A mistake that gets labeled “silly” is a mistake that has not been diagnosed. Most errors that feel careless on review turn out to belong to one of three distinct categories — and each category has a different cause and a different fix. Treating them all as carelessness produces more practice, not better performance.
The Three Error Categories
| Category | What It Looks Like | Actual Cause | Fix |
|---|---|---|---|
| Higher-order | Chose the wrong approach, misread what the question was asking, applied a concept in the wrong domain | Conceptual gap — the schema does not connect correctly at the level of understanding | Re-encode: revisit the concept with active questioning (why/how/relationship questions), not re-reading |
| Lower-order | Arithmetic slip, sign error, wrote the wrong word, missed a unit, mis-copied | Execution under load — the schema is correct but attentional resources ran out during application | Slow the process step down; add a review pass specifically for mechanical output |
| Procedural | Knew the concept, used the right approach, but applied the method in the wrong sequence or skipped a step | Process gap — the procedure was not practiced to the point where the sequence is automatic | Deliberate procedural rehearsal — practice the sequence as a sequence, not just the individual components |
Diagnosis matters before any fix. Running extra practice at the wrong level is not neutral — it reinforces the wrong schema or the wrong process and can make the mistake harder to correct later.

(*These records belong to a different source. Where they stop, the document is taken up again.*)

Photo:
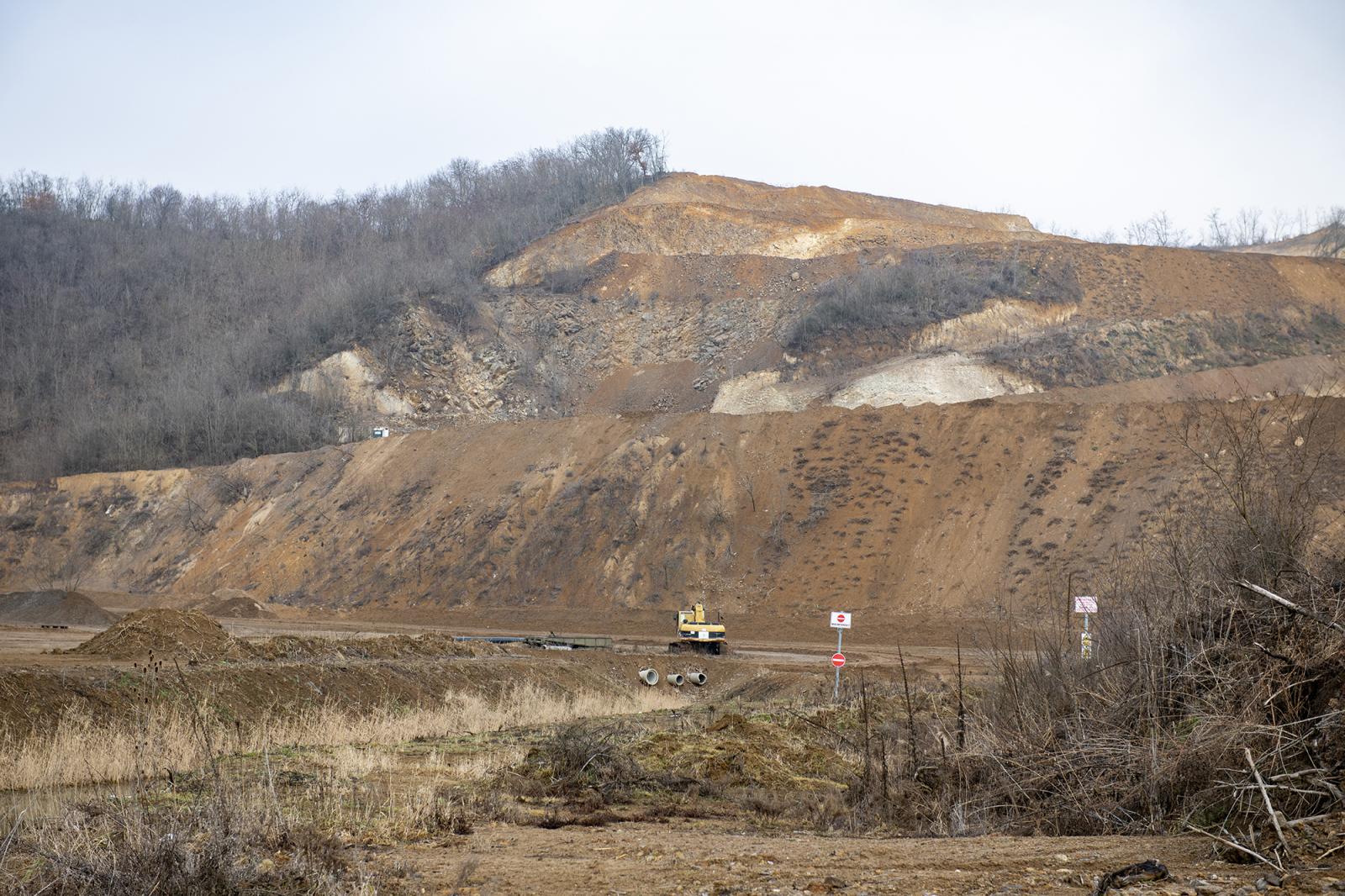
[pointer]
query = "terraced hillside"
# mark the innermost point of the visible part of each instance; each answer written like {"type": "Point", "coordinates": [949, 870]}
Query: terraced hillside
{"type": "Point", "coordinates": [780, 398]}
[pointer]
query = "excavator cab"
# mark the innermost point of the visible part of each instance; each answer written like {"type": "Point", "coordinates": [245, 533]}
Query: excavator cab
{"type": "Point", "coordinates": [697, 634]}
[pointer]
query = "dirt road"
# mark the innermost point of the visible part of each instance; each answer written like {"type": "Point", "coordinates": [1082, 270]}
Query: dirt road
{"type": "Point", "coordinates": [696, 856]}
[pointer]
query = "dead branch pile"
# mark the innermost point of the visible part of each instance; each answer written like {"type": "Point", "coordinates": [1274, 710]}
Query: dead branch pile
{"type": "Point", "coordinates": [1215, 697]}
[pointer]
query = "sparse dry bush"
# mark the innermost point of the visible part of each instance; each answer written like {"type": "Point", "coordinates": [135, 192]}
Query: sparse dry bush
{"type": "Point", "coordinates": [1200, 683]}
{"type": "Point", "coordinates": [84, 750]}
{"type": "Point", "coordinates": [928, 286]}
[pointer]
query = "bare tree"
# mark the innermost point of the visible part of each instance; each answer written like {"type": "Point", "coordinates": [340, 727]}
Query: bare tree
{"type": "Point", "coordinates": [1216, 232]}
{"type": "Point", "coordinates": [1248, 229]}
{"type": "Point", "coordinates": [1331, 244]}
{"type": "Point", "coordinates": [1157, 230]}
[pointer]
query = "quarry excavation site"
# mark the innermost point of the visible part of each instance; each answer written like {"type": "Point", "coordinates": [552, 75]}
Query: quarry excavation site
{"type": "Point", "coordinates": [545, 606]}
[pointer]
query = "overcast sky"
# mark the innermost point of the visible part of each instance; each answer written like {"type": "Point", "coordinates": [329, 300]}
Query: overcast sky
{"type": "Point", "coordinates": [1082, 114]}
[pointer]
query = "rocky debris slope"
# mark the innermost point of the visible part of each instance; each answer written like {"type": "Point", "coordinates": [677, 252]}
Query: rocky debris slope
{"type": "Point", "coordinates": [892, 510]}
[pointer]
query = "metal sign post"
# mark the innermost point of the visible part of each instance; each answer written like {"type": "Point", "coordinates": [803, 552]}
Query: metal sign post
{"type": "Point", "coordinates": [1086, 604]}
{"type": "Point", "coordinates": [840, 620]}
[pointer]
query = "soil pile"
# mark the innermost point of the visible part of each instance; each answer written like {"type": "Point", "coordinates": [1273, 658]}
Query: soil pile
{"type": "Point", "coordinates": [430, 646]}
{"type": "Point", "coordinates": [165, 633]}
{"type": "Point", "coordinates": [230, 603]}
{"type": "Point", "coordinates": [53, 609]}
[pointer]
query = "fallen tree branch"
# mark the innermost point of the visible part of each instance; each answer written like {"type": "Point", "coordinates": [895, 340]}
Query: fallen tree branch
{"type": "Point", "coordinates": [1237, 846]}
{"type": "Point", "coordinates": [1289, 604]}
{"type": "Point", "coordinates": [1274, 817]}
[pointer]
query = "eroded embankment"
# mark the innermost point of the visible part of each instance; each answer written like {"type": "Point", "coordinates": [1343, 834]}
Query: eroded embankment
{"type": "Point", "coordinates": [892, 510]}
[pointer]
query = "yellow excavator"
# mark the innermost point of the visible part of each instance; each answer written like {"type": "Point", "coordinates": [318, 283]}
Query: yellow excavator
{"type": "Point", "coordinates": [696, 634]}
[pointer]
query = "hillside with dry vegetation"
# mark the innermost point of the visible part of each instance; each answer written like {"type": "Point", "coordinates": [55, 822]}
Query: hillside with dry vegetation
{"type": "Point", "coordinates": [777, 397]}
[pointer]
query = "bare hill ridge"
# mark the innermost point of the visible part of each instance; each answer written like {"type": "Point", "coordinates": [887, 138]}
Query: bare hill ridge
{"type": "Point", "coordinates": [697, 214]}
{"type": "Point", "coordinates": [894, 510]}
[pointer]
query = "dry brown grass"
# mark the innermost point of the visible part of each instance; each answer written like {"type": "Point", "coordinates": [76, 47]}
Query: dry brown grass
{"type": "Point", "coordinates": [81, 750]}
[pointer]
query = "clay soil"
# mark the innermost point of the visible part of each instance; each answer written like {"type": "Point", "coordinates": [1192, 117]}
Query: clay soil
{"type": "Point", "coordinates": [697, 856]}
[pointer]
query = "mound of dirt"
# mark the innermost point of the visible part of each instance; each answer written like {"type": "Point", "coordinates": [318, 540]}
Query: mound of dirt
{"type": "Point", "coordinates": [288, 647]}
{"type": "Point", "coordinates": [165, 633]}
{"type": "Point", "coordinates": [230, 603]}
{"type": "Point", "coordinates": [53, 609]}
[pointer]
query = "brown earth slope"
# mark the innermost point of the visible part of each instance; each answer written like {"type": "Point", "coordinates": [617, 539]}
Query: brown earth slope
{"type": "Point", "coordinates": [891, 510]}
{"type": "Point", "coordinates": [696, 214]}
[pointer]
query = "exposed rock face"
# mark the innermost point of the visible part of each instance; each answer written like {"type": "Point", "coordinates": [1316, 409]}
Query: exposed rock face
{"type": "Point", "coordinates": [623, 419]}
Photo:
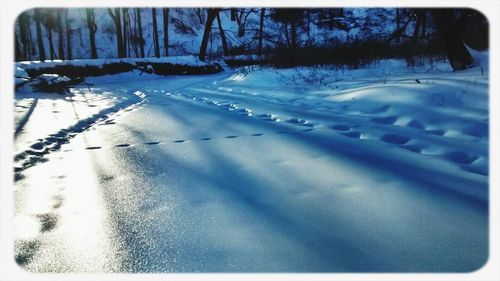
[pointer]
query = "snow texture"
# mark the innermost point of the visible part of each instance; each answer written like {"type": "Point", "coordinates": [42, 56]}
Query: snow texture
{"type": "Point", "coordinates": [324, 169]}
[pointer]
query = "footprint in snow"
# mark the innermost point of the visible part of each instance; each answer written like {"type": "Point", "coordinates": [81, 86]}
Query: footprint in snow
{"type": "Point", "coordinates": [269, 117]}
{"type": "Point", "coordinates": [123, 145]}
{"type": "Point", "coordinates": [93, 147]}
{"type": "Point", "coordinates": [300, 122]}
{"type": "Point", "coordinates": [413, 148]}
{"type": "Point", "coordinates": [341, 127]}
{"type": "Point", "coordinates": [395, 139]}
{"type": "Point", "coordinates": [385, 120]}
{"type": "Point", "coordinates": [461, 157]}
{"type": "Point", "coordinates": [354, 135]}
{"type": "Point", "coordinates": [416, 124]}
{"type": "Point", "coordinates": [435, 132]}
{"type": "Point", "coordinates": [476, 170]}
{"type": "Point", "coordinates": [48, 221]}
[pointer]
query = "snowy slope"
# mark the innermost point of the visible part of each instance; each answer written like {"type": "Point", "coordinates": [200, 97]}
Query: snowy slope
{"type": "Point", "coordinates": [268, 170]}
{"type": "Point", "coordinates": [186, 31]}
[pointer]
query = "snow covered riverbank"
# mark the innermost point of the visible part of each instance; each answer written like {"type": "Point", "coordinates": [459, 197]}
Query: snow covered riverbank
{"type": "Point", "coordinates": [266, 170]}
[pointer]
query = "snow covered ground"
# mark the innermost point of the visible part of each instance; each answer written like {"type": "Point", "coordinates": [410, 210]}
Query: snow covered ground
{"type": "Point", "coordinates": [382, 169]}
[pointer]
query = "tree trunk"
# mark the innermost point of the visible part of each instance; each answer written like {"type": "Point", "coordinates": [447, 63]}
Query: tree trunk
{"type": "Point", "coordinates": [139, 26]}
{"type": "Point", "coordinates": [124, 13]}
{"type": "Point", "coordinates": [60, 35]}
{"type": "Point", "coordinates": [222, 36]}
{"type": "Point", "coordinates": [165, 31]}
{"type": "Point", "coordinates": [23, 21]}
{"type": "Point", "coordinates": [261, 27]}
{"type": "Point", "coordinates": [418, 25]}
{"type": "Point", "coordinates": [450, 32]}
{"type": "Point", "coordinates": [17, 46]}
{"type": "Point", "coordinates": [211, 14]}
{"type": "Point", "coordinates": [398, 25]}
{"type": "Point", "coordinates": [41, 48]}
{"type": "Point", "coordinates": [52, 51]}
{"type": "Point", "coordinates": [68, 36]}
{"type": "Point", "coordinates": [92, 30]}
{"type": "Point", "coordinates": [155, 34]}
{"type": "Point", "coordinates": [294, 35]}
{"type": "Point", "coordinates": [118, 27]}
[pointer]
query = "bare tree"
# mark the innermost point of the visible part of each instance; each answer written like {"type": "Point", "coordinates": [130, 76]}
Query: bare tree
{"type": "Point", "coordinates": [449, 24]}
{"type": "Point", "coordinates": [41, 48]}
{"type": "Point", "coordinates": [126, 35]}
{"type": "Point", "coordinates": [261, 28]}
{"type": "Point", "coordinates": [92, 30]}
{"type": "Point", "coordinates": [60, 34]}
{"type": "Point", "coordinates": [116, 16]}
{"type": "Point", "coordinates": [211, 14]}
{"type": "Point", "coordinates": [49, 25]}
{"type": "Point", "coordinates": [68, 35]}
{"type": "Point", "coordinates": [139, 27]}
{"type": "Point", "coordinates": [222, 36]}
{"type": "Point", "coordinates": [155, 34]}
{"type": "Point", "coordinates": [25, 42]}
{"type": "Point", "coordinates": [165, 31]}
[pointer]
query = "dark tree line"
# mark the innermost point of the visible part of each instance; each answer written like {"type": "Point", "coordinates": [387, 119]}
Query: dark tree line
{"type": "Point", "coordinates": [451, 27]}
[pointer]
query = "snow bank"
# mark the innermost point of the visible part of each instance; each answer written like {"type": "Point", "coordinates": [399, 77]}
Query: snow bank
{"type": "Point", "coordinates": [97, 67]}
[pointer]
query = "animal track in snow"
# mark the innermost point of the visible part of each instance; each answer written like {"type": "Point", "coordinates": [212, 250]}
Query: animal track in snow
{"type": "Point", "coordinates": [436, 132]}
{"type": "Point", "coordinates": [385, 120]}
{"type": "Point", "coordinates": [93, 147]}
{"type": "Point", "coordinates": [269, 117]}
{"type": "Point", "coordinates": [300, 122]}
{"type": "Point", "coordinates": [416, 124]}
{"type": "Point", "coordinates": [48, 221]}
{"type": "Point", "coordinates": [395, 139]}
{"type": "Point", "coordinates": [122, 145]}
{"type": "Point", "coordinates": [354, 135]}
{"type": "Point", "coordinates": [461, 157]}
{"type": "Point", "coordinates": [341, 127]}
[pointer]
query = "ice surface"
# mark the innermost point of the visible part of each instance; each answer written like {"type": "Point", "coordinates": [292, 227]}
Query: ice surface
{"type": "Point", "coordinates": [369, 171]}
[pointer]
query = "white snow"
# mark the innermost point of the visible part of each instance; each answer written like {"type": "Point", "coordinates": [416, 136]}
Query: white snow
{"type": "Point", "coordinates": [177, 60]}
{"type": "Point", "coordinates": [381, 169]}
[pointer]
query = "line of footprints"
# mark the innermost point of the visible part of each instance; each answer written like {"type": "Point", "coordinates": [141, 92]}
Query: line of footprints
{"type": "Point", "coordinates": [459, 157]}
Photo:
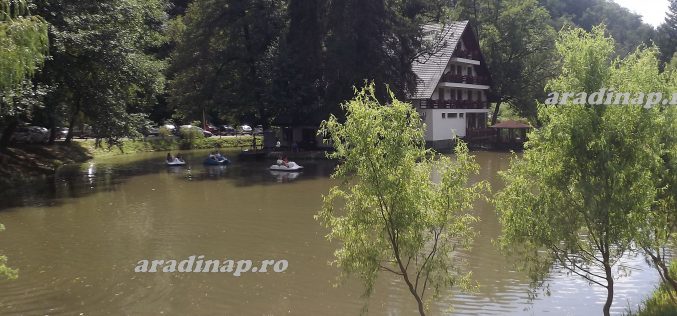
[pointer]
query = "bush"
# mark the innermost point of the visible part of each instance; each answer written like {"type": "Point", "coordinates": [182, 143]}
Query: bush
{"type": "Point", "coordinates": [164, 132]}
{"type": "Point", "coordinates": [191, 138]}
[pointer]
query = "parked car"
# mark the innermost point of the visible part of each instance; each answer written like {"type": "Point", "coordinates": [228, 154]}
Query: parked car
{"type": "Point", "coordinates": [31, 135]}
{"type": "Point", "coordinates": [188, 127]}
{"type": "Point", "coordinates": [245, 129]}
{"type": "Point", "coordinates": [227, 130]}
{"type": "Point", "coordinates": [151, 131]}
{"type": "Point", "coordinates": [212, 129]}
{"type": "Point", "coordinates": [61, 132]}
{"type": "Point", "coordinates": [82, 132]}
{"type": "Point", "coordinates": [258, 130]}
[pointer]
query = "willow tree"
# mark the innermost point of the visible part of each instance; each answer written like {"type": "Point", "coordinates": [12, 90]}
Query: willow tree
{"type": "Point", "coordinates": [24, 43]}
{"type": "Point", "coordinates": [587, 188]}
{"type": "Point", "coordinates": [389, 215]}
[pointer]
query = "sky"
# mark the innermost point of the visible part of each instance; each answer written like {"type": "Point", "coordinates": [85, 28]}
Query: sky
{"type": "Point", "coordinates": [652, 11]}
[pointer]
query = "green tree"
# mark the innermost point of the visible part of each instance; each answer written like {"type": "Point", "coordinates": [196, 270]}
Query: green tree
{"type": "Point", "coordinates": [298, 83]}
{"type": "Point", "coordinates": [24, 42]}
{"type": "Point", "coordinates": [389, 215]}
{"type": "Point", "coordinates": [517, 42]}
{"type": "Point", "coordinates": [376, 40]}
{"type": "Point", "coordinates": [624, 26]}
{"type": "Point", "coordinates": [667, 33]}
{"type": "Point", "coordinates": [586, 185]}
{"type": "Point", "coordinates": [224, 60]}
{"type": "Point", "coordinates": [102, 69]}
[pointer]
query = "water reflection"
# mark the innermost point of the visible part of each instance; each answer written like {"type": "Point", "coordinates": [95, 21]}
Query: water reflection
{"type": "Point", "coordinates": [77, 237]}
{"type": "Point", "coordinates": [284, 176]}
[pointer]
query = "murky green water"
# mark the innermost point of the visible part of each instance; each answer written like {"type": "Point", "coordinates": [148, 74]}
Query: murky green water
{"type": "Point", "coordinates": [77, 239]}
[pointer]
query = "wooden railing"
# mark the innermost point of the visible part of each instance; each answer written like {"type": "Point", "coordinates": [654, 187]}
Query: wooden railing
{"type": "Point", "coordinates": [474, 55]}
{"type": "Point", "coordinates": [480, 132]}
{"type": "Point", "coordinates": [453, 104]}
{"type": "Point", "coordinates": [456, 78]}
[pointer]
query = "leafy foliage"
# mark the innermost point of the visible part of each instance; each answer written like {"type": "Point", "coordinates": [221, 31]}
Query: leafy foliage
{"type": "Point", "coordinates": [24, 43]}
{"type": "Point", "coordinates": [390, 215]}
{"type": "Point", "coordinates": [587, 187]}
{"type": "Point", "coordinates": [624, 26]}
{"type": "Point", "coordinates": [667, 33]}
{"type": "Point", "coordinates": [101, 68]}
{"type": "Point", "coordinates": [517, 42]}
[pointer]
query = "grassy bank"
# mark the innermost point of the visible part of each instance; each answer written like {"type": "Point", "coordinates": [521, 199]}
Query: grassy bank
{"type": "Point", "coordinates": [169, 144]}
{"type": "Point", "coordinates": [26, 162]}
{"type": "Point", "coordinates": [659, 304]}
{"type": "Point", "coordinates": [23, 163]}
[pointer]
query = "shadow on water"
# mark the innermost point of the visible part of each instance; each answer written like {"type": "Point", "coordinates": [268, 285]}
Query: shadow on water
{"type": "Point", "coordinates": [108, 174]}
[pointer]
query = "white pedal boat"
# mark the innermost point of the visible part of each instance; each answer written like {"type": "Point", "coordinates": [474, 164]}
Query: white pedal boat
{"type": "Point", "coordinates": [176, 162]}
{"type": "Point", "coordinates": [291, 166]}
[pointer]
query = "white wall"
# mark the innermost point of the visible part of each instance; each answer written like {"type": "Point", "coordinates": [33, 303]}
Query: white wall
{"type": "Point", "coordinates": [438, 128]}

Why “Silly Mistakes” Is a Misleading Category
The label is appealing because it feels like the problem is attentiveness, which implies a simple fix: be more careful. But attentiveness is not a skill that can be improved directly. The underlying error is always in the schema, the execution process, or the procedural sequence — and fixing the wrong one costs time without reducing the error rate.
The reframe: a higher-order error that gets treated as carelessness will recur because the conceptual gap remains. A lower-order error that gets treated as a conceptual gap wastes encoding effort on something that is already understood. The fix has to match the diagnosis.
Double Generation Practice Test
When a mistake is ambiguous — it is not clear whether it is conceptual or procedural — use the double generation method to locate where the breakdown actually occurred:
- First generation. Attempt the problem from scratch, without notes or any external aid. Write out the full working.
- Second generation. Wait at least 10 minutes. Attempt the same problem again from scratch. Do not look at the first attempt.
- Compare. Look at both attempts together. Where do they diverge? The divergence point identifies the step where the schema or procedure is unstable.
If both attempts fail in the same place, the cause is a gap — not carelessness. If the attempts fail in different places, the error is execution variance — the process is inconsistent under load.
The second generation is important. Generating once can feel fluent even when the knowledge is shaky. The second attempt removes the recency effect from the first and forces genuine reconstruction.
Applying This In Practice
After each practice session or exam review:
- Sort the errors into higher-order, lower-order, and procedural before deciding what to do next.
- For higher-order errors, flag the concept for re-encoding — not re-reading.
- For lower-order errors, identify which step in the execution sequence is producing the slip and slow that step down in the next attempt.
- For ambiguous errors, run the double generation test before categorizing.
- Track which category your errors cluster in across sessions — a persistent cluster points to a systemic fix, not session-by-session correction.
Open Questions
- Which error category accounts for most of your current exam losses?
- Do your higher-order errors cluster around specific concept types or specific domains?
- At what point in a long practice session do lower-order errors start increasing?